Réarrangement génomique dans les tumeurs canalaires pancréatiques

Le cancer du pancréas reste la quatrième cause de mortalité associée au cancer aux États-Unis. Alors que le pronostic s’est amélioré pour d’autres cancers majeurs en raison d’un diagnostic précoce, de meilleures stratégies de prise en charge thérapeutique et d’une connaissance plus complète des facteurs génétiques, les taux de mortalité dus au cancer du pancréas continuent d’augmenter.

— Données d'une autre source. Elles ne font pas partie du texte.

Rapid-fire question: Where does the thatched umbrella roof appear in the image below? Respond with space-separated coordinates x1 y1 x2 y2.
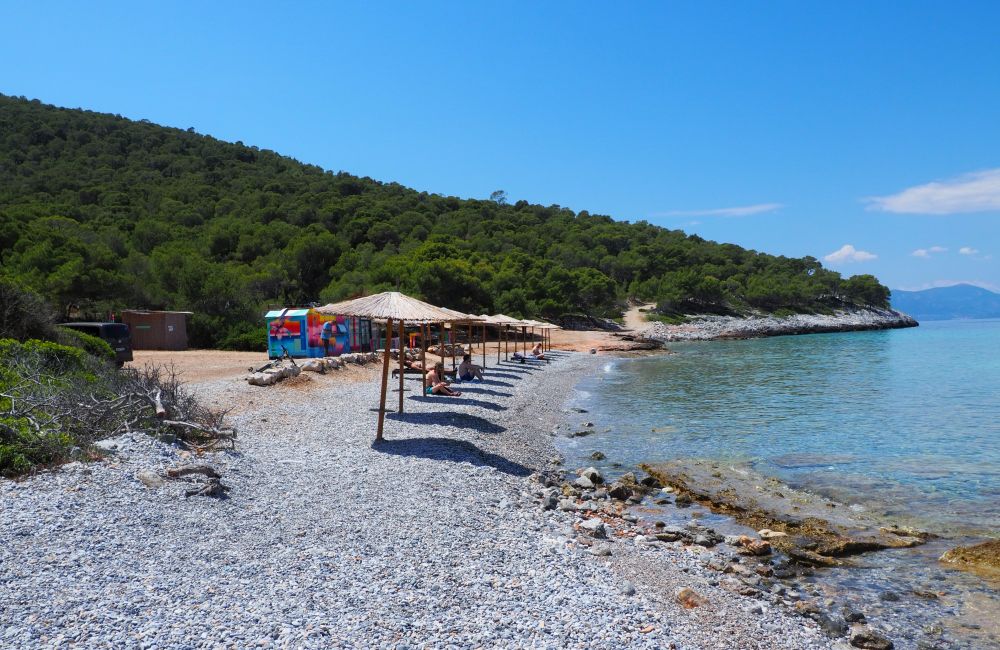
316 291 467 440
487 314 527 327
316 291 466 324
438 307 487 323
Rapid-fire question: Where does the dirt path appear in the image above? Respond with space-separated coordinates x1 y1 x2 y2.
130 350 267 382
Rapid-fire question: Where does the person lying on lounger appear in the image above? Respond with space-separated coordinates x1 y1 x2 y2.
458 354 483 381
424 361 462 397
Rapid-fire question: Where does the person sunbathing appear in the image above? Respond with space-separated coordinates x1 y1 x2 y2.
458 354 483 381
424 361 462 397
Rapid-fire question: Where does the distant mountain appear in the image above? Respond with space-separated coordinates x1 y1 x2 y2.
892 284 1000 320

Environ 90% des cancers du pancréas sont des adénocarcinomes pancréatiques canalaires (PDAC). Seulement 6% des patients survivent cinq ans après le diagnostic. Actuellement, seulement 15 à 20% des cancers du pancréas sont diagnostiqués assez tôt pour bénéficier d’une résection chirurgicale, la majorité des tumeurs s’étant déjà répandues dans les tissus environnants ou dans des organes distants. De nombreuses mutations somatiques ont été détectées dans le PDAC, conduisant à l’identification de certains facteurs clés de la progression de la maladie, mais l’implication de grands réarrangements génomiques a souvent été négligée.

George Vasmatzis, Ph.D.

Fergus Couch, M.D.

Des chercheurs de la Mayo Clinic, premiers auteurs George Vasmatzis, Ph.D., et Fergus Couch, Ph.D., ont effectué le séquençage de paires de mate (MPseq) sur l’ADN génomique de 24 tumeurs PDAC, dont 15 PDAC microdisséqués capturés au laser et 9 dérivés de patients. xénogreffes, pour identifier les réarrangements à l’échelle du génome. L’étude a été publiée dans le journal Cancer Research.

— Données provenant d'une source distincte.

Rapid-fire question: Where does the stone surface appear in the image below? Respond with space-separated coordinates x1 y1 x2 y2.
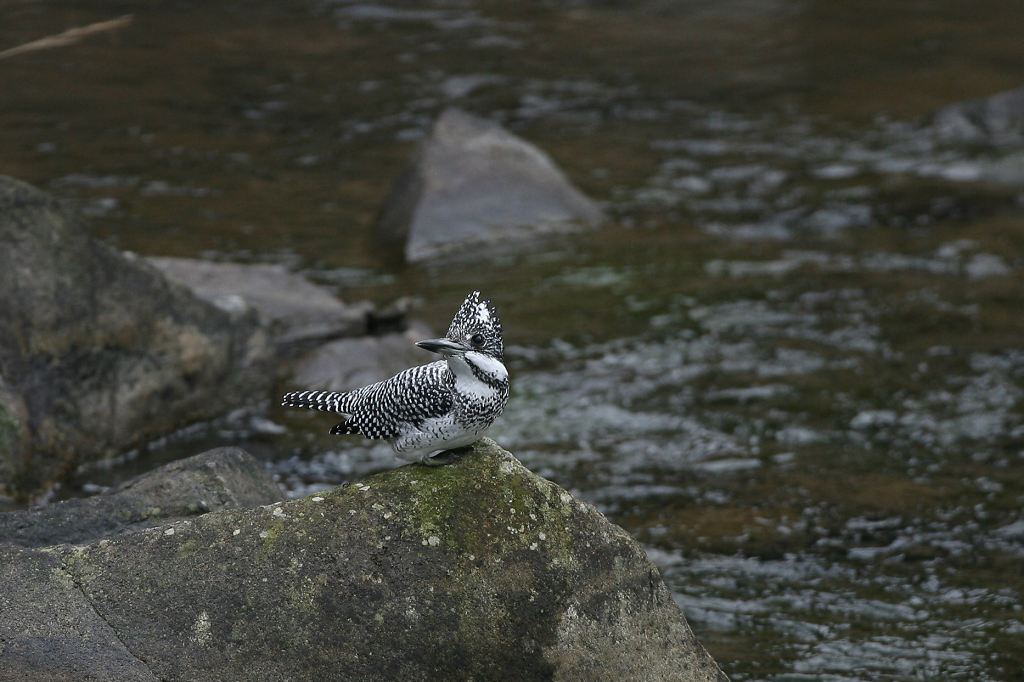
0 177 271 494
0 440 726 682
291 325 437 391
148 258 372 347
378 109 602 262
932 87 1024 145
0 545 158 682
0 447 284 547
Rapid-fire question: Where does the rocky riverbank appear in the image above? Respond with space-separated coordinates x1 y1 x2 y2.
0 440 726 681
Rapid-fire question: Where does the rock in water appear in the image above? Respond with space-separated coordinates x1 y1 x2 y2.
378 109 602 262
0 447 284 547
0 440 727 682
147 258 372 354
932 87 1024 145
0 176 272 494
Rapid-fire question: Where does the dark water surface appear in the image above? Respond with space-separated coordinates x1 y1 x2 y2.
0 0 1024 680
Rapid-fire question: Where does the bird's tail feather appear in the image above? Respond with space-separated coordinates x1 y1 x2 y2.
281 391 347 414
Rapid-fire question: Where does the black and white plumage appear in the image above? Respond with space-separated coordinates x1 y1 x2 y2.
282 291 509 464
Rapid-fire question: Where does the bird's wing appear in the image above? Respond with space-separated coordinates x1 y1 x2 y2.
282 360 453 438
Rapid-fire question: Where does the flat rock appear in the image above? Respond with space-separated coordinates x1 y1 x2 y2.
0 440 727 682
378 109 603 262
148 258 372 347
932 87 1024 145
0 176 272 495
0 447 284 547
0 545 159 682
292 325 437 391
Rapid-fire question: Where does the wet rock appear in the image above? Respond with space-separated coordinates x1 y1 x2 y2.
378 109 602 262
148 258 371 348
932 87 1024 145
0 545 158 682
0 441 726 681
0 177 270 494
292 325 437 391
0 447 284 547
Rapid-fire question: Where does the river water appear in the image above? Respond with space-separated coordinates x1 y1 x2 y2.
0 0 1024 680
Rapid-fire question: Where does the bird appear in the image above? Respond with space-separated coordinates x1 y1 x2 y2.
282 291 509 466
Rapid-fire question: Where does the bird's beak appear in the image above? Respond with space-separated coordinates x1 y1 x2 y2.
416 339 469 357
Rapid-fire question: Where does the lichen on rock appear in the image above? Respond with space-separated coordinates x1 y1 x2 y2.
0 440 726 681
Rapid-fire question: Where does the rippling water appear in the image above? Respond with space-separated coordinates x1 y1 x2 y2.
6 0 1024 680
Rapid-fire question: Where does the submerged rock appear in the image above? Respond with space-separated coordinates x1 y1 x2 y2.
378 109 602 262
0 447 284 547
0 177 271 494
932 87 1024 145
0 440 726 681
148 258 371 350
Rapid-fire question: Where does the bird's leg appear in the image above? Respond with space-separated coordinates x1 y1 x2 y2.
420 450 452 467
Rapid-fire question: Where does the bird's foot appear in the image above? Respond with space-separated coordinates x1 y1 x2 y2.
420 450 457 467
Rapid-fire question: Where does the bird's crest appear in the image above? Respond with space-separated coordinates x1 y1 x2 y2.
447 291 505 359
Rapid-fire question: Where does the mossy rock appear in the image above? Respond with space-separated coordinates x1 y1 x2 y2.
6 440 726 680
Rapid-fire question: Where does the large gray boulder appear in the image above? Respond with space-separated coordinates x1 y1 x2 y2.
0 176 271 494
0 447 284 547
148 258 373 352
0 440 726 682
378 109 602 262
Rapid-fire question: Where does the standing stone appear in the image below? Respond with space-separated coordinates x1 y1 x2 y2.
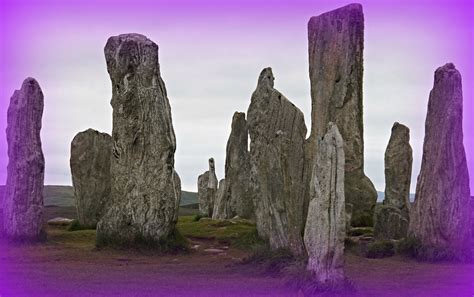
197 170 211 217
305 4 377 226
212 178 229 220
304 123 346 284
3 78 44 241
70 129 112 228
248 68 306 255
97 34 181 245
214 112 255 219
409 63 471 257
374 123 413 239
198 158 217 218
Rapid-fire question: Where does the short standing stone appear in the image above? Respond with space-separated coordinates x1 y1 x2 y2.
305 4 377 225
198 158 218 218
70 129 112 227
3 78 44 241
409 64 471 257
304 123 346 284
374 205 409 240
374 123 413 239
247 68 306 255
97 34 181 245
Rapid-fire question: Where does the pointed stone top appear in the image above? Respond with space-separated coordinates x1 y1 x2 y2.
309 3 363 23
209 157 215 169
390 122 410 143
257 67 275 89
109 33 154 44
11 77 43 106
21 77 40 90
232 111 245 122
435 63 461 82
323 122 344 147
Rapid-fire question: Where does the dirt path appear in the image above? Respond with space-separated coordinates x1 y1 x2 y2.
0 225 474 297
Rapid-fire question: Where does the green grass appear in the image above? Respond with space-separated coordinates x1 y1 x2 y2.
48 227 96 249
395 236 472 263
347 227 374 236
177 216 262 249
367 240 395 259
96 228 189 254
67 220 96 231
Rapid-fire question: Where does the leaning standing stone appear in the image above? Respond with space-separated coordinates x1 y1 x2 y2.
374 123 413 239
305 4 377 226
304 123 346 284
97 34 181 245
409 64 471 258
214 112 255 219
247 68 306 255
3 78 44 241
70 129 112 228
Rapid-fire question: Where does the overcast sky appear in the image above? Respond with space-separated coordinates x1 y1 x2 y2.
0 0 474 192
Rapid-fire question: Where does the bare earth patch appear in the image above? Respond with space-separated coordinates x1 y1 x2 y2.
0 210 474 297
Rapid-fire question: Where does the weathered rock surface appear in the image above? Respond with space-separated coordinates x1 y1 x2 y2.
212 178 228 220
198 158 217 218
384 123 413 219
247 68 306 255
305 4 377 226
3 78 44 241
374 123 413 239
215 112 255 219
198 170 211 217
409 64 471 257
374 205 409 240
304 123 346 283
70 129 112 227
97 34 181 245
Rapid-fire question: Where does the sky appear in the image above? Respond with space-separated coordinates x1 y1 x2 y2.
0 0 474 192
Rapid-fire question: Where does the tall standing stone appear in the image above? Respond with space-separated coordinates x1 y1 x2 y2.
198 158 218 218
212 178 226 220
214 112 255 219
247 68 306 255
304 123 346 284
374 123 413 239
409 63 471 257
70 129 112 227
97 34 181 245
305 4 377 226
3 78 44 241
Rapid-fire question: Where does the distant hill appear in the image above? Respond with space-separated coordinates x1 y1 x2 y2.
377 191 415 202
180 191 198 205
0 186 198 207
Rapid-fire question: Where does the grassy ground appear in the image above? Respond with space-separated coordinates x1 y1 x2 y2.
0 209 474 297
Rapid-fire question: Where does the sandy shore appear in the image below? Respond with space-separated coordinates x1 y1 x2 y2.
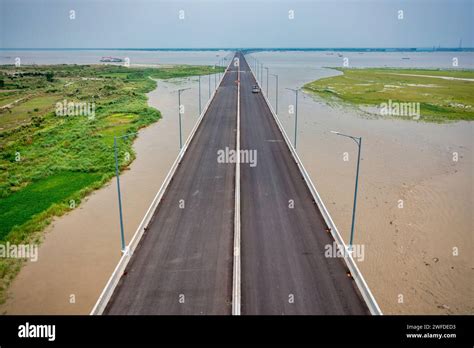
281 96 474 314
0 60 474 314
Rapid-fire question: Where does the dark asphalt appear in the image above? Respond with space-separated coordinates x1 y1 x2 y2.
104 58 237 314
104 54 369 314
240 55 369 314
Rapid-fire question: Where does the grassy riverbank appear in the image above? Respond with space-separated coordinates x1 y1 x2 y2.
0 65 223 302
303 68 474 122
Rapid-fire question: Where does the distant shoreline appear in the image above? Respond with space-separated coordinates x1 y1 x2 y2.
0 47 474 53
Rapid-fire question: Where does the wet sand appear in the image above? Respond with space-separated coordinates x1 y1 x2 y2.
0 77 214 314
0 53 474 314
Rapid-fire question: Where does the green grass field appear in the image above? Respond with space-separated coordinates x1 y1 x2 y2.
303 68 474 122
0 65 223 303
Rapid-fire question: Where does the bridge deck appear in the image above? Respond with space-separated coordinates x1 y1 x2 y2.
104 60 237 314
105 54 369 314
240 52 369 314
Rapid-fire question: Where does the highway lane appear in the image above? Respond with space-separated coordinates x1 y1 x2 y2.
104 56 237 314
239 55 369 314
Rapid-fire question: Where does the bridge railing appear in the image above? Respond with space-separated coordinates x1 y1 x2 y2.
249 55 382 315
90 55 233 315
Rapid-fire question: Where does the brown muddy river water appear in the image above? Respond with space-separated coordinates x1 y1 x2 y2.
0 52 474 314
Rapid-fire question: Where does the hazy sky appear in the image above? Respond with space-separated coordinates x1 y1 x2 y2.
0 0 474 48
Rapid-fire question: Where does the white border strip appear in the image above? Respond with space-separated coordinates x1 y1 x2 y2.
232 58 241 315
90 60 233 315
249 55 382 315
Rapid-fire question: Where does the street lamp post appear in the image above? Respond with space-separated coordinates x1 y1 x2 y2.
214 65 217 90
265 67 268 98
270 74 278 116
114 132 137 253
178 88 190 150
331 131 362 251
287 88 298 150
199 75 201 115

De grands réarrangements génomiques avec des points de rupture intragéniques modifiant les gènes régulateurs clés impliqués dans la progression du PDAC ont été détectés dans toutes les tumeurs. SMAD4, ZNF521 et FHIT étaient parmi les gènes les plus fréquemment touchés. Inversement, les gènes couramment rapportés avec des gains de nombre de copies, y compris MYC et GATA6, ont été fréquemment observés en l’absence de points de rupture intragéniques directs, suggérant une exigence de maintien de la fonction oncogénique pendant la progression PDAC.

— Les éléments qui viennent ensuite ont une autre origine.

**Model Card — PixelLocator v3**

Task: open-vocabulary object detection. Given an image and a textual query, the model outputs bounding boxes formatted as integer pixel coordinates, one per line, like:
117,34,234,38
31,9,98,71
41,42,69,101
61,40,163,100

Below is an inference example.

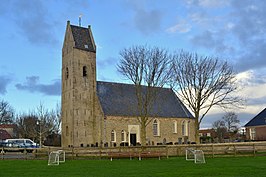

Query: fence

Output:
0,142,266,160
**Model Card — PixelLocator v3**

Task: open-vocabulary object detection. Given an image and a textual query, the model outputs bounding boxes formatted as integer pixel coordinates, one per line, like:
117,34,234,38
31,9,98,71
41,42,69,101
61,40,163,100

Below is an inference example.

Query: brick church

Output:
61,21,195,147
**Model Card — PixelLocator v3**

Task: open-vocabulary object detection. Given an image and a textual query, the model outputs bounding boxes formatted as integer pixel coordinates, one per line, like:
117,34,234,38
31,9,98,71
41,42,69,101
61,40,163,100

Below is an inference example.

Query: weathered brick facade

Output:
62,21,195,147
245,108,266,141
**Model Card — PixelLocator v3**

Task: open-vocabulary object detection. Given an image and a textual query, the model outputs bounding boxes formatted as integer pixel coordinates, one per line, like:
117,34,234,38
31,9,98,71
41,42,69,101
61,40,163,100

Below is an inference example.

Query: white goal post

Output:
186,148,205,163
48,150,66,165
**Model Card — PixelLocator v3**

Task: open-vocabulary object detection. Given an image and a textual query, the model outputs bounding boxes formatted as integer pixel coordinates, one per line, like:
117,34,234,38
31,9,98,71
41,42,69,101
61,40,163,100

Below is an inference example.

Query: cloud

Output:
166,20,191,33
186,0,266,72
0,75,12,95
10,0,58,45
126,1,163,35
15,76,61,96
186,0,230,8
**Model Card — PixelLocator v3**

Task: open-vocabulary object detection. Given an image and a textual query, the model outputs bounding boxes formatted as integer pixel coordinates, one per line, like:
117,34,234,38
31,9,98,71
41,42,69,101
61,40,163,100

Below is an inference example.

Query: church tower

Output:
61,21,102,147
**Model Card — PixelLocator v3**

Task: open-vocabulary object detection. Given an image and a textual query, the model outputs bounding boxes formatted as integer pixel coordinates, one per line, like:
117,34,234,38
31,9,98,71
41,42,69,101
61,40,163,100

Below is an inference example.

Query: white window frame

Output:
173,120,177,133
249,128,256,140
152,119,160,136
121,130,127,142
181,120,187,136
111,130,116,142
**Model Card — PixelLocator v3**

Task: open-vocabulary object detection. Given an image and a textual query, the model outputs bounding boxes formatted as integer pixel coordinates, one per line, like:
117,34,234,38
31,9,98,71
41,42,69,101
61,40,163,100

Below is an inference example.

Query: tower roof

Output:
70,25,96,52
97,81,193,118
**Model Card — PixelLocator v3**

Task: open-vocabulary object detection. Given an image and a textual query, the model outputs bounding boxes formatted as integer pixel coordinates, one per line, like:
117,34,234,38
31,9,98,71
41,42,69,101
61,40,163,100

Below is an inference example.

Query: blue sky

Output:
0,0,266,127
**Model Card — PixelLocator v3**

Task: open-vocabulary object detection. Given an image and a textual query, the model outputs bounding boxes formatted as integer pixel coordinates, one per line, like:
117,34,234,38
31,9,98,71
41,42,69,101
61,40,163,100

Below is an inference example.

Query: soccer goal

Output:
48,150,66,165
186,148,205,163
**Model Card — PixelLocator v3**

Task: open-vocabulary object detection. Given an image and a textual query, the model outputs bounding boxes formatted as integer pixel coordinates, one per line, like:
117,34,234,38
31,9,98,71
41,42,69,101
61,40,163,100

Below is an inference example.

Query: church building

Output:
61,21,195,147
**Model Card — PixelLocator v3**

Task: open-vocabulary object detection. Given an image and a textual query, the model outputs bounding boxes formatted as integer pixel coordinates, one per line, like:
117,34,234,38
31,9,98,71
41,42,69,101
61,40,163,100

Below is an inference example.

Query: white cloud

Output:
198,0,230,8
166,20,191,33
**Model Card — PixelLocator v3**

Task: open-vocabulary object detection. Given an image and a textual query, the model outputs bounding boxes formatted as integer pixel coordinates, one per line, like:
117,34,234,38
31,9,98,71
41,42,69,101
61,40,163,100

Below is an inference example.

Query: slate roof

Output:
70,25,96,52
97,81,193,118
245,108,266,127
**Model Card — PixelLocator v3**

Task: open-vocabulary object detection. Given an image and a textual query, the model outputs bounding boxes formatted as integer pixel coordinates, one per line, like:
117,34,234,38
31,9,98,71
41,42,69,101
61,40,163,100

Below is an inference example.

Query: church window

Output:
66,67,69,79
111,130,116,142
121,130,126,142
173,120,177,133
82,66,87,77
152,119,160,136
249,128,256,140
182,121,187,136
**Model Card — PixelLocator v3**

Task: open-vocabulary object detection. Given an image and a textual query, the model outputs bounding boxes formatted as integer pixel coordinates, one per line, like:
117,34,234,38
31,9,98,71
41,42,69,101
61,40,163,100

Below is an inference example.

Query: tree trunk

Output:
195,113,200,144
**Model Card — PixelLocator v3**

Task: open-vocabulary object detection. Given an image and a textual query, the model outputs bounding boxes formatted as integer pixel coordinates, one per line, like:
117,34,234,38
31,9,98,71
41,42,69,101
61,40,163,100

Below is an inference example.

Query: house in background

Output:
245,108,266,141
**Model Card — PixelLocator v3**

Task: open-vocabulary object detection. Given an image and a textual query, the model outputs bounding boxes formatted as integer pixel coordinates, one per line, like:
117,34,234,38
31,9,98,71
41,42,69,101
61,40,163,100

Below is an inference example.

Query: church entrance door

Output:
130,133,137,146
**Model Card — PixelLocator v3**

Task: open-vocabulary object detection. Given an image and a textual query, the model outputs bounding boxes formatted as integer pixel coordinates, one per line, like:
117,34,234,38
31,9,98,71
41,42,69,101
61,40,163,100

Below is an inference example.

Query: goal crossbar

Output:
48,150,66,165
186,148,205,163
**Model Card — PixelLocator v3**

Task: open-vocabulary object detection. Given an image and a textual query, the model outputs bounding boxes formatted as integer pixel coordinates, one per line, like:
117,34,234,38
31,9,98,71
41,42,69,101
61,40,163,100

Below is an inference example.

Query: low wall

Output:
1,142,266,160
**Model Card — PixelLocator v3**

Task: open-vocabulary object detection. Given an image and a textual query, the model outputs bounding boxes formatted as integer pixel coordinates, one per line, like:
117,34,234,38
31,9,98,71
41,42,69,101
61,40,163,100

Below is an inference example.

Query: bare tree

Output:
16,103,61,145
118,46,170,145
172,51,242,143
0,100,14,124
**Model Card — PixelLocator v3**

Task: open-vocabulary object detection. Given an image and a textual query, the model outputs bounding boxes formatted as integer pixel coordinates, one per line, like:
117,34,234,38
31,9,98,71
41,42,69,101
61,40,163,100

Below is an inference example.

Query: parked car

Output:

Sur la base des résultats de l’étude, un large spectre de gènes a été influencé par des réarrangements génomiques, avec de nombreux gènes clés du cancer touchés directement par des points de rupture intragéniques curatif. Alors qu’un chevauchement minimal a été observé dans les gènes mutés par des réarrangements et des mutations ponctuelles, de multiples voies communément ciblées ont été identifiées, indiquant la signification des deux types de mutation dans la progression de la PDAC.

Dans l’ensemble, ces résultats soulignent les besoins d’analyses de données intégrées, y compris le point de rupture, la variation du nombre de copies et l’analyse de variants de nucléotides simples, qui, avec les données du transcriptome, permettent une meilleure inférence des mécanismes de progression PDAC.